Ashqar, 48, later an assistant professor of business at Washington’s Howard University, is accused along with former Chicago grocer Muhammad Salah, 53, of being a high-ranking member of the Hamas terrorist network. …
Federal agents found that Ashqar spoke on his telephone 568 times in several years with Mousa Abu Marzook, an alleged top Hamas leader who also is charged in the case and is a fugitive believed to be living in Syria.
Here’s an excellent demonstration that monitoring phone communications with terrorists in foreign countries is a vital tool in the fight against militant Islam. But mainstream media and the American left wing have done everything possible to delegitimize and damage this tool.
And another interesting note to this story: the Hamas terrorist with whom Ashqar communicated, Mousa Abu Marzook, is also connected to the Council on American Islamic Relations (CAIR).
Ghassan Elashi, the founder of CAIR’s Texas chapter, has a long history of funding terrorism.
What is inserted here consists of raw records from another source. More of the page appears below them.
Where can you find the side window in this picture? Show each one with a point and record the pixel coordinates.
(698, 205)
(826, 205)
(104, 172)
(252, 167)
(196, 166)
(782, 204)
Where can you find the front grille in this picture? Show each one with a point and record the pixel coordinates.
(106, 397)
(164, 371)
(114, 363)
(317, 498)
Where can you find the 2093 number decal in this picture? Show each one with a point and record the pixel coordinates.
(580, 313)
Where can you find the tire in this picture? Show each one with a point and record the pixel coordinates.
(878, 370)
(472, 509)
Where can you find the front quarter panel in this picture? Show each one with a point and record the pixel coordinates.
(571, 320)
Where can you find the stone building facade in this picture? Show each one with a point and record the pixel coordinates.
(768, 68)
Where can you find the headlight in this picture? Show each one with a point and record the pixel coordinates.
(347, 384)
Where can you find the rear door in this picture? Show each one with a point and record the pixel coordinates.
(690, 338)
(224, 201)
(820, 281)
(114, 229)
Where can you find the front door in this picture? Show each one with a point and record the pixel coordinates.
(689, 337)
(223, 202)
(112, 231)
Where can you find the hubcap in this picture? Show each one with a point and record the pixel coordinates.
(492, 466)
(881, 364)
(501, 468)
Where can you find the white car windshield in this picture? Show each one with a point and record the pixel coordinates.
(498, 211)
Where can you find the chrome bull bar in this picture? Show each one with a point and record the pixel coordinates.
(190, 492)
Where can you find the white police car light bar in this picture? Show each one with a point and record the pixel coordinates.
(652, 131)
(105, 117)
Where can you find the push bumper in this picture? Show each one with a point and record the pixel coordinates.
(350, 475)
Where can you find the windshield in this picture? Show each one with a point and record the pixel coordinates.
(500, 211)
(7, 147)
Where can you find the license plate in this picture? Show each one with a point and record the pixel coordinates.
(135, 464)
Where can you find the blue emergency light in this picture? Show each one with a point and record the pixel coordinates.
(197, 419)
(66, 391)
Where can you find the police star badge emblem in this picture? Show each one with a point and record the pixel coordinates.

First, he was convicted in July 2004, with his four brothers, of having illegally shipped computers from their Dallas-area business, InfoCom Corporation, to two designated state-sponsors of terrorism, Libya and Syria. Second, he and two brothers were convicted in April 2005 of knowingly doing business with Mousa Abu Marzook, a senior Hamas leader, whom the U.S. State Department had in 1995 declared a “specially designated terrorist.” Elashi was convicted of all twenty-one counts with which he was charged, including conspiracy, money laundering, and dealing in the property of a designated terrorist. Third, he was charged in July 2004 with providing more than $12.4 million to Hamas while he was running the Holy Land Foundation for Relief and Development, America’s largest Islamic charity. When the U.S. government shuttered Holy Land Foundation in late 2001, CAIR characterized this move as “unjust” and “disturbing.”